1. **The skill** — its description is loaded into the agent's list of skills at session start, so it knows a "manage app settings" capability exists.
2. **The MCP tools** — the agent asks `:3218` for `tools/list`; the tools appear in its toolset with descriptions, ready to call.
3. **Vector memory** — this document is ingested into the shared memory (LightRAG), so a memory-equipped agent recalls the deeper how and why on demand.

Even with no memory and no orchestrator, the agent still has the skill and the MCP locally — that is
the whole point of self-sufficiency. Languages stay the deliberate exception: they feed static page
generation, so they are build-time, and the agent says so rather than pretending the change is
instant.

---

## Security and external access in agentic engineering

Configuration is a change to the file system, so access to the connector is constrained by design,
in depth:

- **Identity, not just a key.** Writing configuration (and the database) is restricted to the **architect** role, checked at every layer — the MCP connector, the HTTP config routes, and the data service. Reading can be broader; writing is architect-only.
- **Network isolation.** The connector listens on `127.0.0.1` only and is never exposed to the internet. The public surface sits behind nginx and the auth gate; the connector is reachable solely from inside the workspace.
- **A per-deploy secret.** Every call to the connector carries a secret unique to your deployment, so only your in-workspace agents can reach it.
- **Confirm before changing.** A writing tool restates the change (old → new) and waits for your go-ahead before it writes.

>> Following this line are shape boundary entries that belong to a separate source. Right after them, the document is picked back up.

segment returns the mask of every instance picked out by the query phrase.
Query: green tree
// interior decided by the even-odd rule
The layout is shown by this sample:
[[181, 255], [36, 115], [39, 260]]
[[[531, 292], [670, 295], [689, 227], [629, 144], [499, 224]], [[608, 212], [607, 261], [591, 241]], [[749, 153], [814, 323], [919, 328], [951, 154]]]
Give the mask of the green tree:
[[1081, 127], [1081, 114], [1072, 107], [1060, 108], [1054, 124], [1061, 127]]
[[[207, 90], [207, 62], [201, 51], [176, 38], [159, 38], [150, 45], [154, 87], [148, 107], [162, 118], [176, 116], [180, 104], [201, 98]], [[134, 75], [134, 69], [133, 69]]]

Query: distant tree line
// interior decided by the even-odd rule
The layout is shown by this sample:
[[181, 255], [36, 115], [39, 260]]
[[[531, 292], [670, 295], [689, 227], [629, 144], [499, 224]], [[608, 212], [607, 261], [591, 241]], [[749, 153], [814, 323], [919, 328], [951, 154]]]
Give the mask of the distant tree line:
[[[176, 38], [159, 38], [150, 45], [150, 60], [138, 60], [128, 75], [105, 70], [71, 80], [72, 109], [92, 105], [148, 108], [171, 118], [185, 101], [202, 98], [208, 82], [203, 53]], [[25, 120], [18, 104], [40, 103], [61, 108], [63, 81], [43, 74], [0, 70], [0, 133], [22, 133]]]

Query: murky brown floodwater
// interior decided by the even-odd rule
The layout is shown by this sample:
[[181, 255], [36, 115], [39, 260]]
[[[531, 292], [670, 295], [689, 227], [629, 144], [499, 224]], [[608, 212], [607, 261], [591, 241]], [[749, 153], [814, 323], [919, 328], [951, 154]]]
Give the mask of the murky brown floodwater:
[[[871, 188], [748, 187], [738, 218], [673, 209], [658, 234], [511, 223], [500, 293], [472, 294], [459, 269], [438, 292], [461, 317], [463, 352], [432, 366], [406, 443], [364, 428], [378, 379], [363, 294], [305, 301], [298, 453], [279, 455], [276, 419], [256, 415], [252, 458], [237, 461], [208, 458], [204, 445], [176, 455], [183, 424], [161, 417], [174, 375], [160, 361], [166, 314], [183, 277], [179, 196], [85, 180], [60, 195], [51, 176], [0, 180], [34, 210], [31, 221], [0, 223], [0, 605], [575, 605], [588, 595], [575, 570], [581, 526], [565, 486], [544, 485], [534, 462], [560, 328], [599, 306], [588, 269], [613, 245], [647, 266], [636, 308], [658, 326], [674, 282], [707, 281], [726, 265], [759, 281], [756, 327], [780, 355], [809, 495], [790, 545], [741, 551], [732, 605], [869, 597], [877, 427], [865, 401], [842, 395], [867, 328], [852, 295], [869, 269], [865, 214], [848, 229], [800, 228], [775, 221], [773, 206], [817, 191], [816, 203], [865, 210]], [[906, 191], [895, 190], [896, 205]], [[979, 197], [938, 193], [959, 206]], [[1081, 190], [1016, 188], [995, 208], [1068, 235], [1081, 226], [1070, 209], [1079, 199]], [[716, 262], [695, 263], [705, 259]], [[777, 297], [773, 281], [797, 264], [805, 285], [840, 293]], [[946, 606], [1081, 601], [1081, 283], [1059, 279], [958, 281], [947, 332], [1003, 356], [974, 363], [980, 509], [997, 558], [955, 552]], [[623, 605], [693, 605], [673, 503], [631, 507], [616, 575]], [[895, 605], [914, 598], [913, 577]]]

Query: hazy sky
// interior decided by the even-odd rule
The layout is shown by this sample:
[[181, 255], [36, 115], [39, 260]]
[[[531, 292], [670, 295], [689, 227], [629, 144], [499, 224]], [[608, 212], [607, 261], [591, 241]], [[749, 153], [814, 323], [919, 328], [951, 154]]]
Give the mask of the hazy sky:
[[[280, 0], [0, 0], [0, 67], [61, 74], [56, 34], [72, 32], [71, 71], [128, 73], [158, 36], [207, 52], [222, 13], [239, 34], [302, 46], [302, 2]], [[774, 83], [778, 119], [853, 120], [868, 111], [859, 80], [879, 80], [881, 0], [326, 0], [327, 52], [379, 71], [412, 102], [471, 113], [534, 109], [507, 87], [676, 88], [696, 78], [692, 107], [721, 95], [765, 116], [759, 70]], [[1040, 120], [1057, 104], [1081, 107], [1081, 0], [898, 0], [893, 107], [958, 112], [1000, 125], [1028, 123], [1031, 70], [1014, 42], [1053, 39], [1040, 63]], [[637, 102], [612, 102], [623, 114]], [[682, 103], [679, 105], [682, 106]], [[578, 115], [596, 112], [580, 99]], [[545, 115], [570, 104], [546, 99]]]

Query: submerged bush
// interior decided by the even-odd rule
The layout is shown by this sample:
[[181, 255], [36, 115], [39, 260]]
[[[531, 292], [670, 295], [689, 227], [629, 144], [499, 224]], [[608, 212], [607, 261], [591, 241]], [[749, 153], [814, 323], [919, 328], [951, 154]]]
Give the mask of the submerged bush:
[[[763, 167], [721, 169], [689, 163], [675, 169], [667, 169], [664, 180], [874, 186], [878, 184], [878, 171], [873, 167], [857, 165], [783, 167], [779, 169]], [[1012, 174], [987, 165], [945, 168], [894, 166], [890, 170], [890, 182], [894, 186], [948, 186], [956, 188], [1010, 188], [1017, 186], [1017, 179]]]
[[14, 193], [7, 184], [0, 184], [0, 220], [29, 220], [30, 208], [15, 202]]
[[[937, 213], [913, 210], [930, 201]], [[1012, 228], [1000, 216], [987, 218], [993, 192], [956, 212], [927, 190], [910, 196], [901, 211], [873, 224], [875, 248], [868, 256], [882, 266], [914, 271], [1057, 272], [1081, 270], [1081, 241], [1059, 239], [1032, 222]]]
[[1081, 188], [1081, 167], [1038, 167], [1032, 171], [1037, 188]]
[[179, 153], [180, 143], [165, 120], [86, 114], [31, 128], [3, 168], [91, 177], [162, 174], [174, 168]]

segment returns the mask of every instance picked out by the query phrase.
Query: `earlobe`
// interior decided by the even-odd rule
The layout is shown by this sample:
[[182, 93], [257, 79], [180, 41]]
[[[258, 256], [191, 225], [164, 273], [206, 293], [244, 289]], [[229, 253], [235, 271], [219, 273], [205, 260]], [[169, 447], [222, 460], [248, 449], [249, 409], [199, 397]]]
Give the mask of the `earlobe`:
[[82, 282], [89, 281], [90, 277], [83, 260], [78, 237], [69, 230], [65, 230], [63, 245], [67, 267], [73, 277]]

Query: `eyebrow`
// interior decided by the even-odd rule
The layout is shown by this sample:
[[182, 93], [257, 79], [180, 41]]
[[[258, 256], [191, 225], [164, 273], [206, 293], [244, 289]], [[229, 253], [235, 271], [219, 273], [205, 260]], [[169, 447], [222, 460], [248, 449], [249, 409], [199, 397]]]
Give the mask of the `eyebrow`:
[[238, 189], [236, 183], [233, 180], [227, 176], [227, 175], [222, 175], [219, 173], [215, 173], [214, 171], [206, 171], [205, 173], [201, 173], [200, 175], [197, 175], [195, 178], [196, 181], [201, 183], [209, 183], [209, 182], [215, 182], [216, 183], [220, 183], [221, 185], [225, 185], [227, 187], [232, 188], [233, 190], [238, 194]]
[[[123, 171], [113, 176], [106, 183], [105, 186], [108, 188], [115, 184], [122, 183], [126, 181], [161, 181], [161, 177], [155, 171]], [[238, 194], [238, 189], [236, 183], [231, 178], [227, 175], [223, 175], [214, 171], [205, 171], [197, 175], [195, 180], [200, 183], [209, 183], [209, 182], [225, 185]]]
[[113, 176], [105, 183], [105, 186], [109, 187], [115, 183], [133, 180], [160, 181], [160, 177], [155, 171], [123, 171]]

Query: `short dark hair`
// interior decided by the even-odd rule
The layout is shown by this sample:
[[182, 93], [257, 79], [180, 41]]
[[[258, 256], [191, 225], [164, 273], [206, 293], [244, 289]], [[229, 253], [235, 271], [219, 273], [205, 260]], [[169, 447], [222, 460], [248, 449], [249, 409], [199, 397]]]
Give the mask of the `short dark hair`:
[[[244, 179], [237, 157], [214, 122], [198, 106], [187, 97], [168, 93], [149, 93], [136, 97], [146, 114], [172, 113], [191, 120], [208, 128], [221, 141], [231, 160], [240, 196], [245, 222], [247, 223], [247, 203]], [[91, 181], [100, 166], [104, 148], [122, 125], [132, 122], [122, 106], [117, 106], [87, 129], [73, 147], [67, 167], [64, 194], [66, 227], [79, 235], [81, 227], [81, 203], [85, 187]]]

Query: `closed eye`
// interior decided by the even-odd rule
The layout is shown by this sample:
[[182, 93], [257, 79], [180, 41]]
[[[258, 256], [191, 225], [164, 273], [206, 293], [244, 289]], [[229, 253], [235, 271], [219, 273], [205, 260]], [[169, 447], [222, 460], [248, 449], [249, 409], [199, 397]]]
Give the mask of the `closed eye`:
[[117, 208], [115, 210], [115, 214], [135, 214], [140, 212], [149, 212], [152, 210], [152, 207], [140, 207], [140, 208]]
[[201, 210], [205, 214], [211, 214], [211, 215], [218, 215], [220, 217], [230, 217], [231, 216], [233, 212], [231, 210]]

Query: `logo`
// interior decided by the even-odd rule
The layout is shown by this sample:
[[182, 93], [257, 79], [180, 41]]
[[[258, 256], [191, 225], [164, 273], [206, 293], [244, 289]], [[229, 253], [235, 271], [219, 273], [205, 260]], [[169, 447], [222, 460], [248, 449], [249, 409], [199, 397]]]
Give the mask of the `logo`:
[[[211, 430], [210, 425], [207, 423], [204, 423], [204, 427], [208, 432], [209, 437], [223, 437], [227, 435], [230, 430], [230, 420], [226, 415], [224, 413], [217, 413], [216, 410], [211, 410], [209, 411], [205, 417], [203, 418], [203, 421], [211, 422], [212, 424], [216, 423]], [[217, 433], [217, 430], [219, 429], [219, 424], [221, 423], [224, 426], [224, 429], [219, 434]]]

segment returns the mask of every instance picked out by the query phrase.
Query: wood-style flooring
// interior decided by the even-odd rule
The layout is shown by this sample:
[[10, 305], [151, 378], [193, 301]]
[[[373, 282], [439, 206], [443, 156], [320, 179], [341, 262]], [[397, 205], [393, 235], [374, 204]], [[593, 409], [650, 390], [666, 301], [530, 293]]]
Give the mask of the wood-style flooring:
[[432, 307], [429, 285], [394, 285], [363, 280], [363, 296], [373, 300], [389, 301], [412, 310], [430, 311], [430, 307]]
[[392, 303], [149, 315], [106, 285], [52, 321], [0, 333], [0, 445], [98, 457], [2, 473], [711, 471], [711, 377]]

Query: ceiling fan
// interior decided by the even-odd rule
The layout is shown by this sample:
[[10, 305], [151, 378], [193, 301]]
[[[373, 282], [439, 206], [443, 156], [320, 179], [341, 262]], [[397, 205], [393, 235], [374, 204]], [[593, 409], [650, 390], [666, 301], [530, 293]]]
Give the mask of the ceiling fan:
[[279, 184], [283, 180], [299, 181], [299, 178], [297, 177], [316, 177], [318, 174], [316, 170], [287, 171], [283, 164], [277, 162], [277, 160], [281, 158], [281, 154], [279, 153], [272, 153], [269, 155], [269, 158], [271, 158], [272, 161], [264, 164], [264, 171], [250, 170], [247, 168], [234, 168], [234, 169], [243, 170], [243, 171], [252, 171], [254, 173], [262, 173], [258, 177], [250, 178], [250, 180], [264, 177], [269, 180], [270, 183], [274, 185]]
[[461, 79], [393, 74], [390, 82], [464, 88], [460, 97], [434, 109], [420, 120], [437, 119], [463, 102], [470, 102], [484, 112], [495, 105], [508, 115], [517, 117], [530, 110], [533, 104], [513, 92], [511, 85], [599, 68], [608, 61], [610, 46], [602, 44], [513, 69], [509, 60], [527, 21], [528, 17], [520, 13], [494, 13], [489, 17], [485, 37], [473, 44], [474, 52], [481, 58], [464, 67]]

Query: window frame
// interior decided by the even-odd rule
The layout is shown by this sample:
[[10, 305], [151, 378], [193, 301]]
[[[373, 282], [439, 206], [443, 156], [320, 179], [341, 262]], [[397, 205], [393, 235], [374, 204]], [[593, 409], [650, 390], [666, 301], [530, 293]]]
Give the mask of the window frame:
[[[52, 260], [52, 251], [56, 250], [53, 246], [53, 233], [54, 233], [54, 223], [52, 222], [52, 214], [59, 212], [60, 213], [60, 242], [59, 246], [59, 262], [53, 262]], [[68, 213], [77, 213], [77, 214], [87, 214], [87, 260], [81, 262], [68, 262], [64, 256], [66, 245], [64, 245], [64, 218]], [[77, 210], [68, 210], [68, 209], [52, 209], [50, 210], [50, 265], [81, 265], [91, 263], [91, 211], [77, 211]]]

> In one phrase: your project settings became manageable in natural language — the agent reads them
> as an open file, changes them through a guarded tool, and the site updates on the next load: no
> panel, no rebuild (except languages, where a rebuild is unavoidable and you are told so up front).

---

> Experiment relentlessly. If you work "the way it's done," your ceiling is known in advance. Try to
> do things differently — not like everyone else.
> — Roma Armstrong, Founder at Fractera

---

*Companion files:* skill `manage-app-settings` (every agent) · catalog `app-settings-catalog.js` ·
server `app-settings-mcp-server.js` (:3218) · runtime store `app/APP-CONFIG/app-config.json`.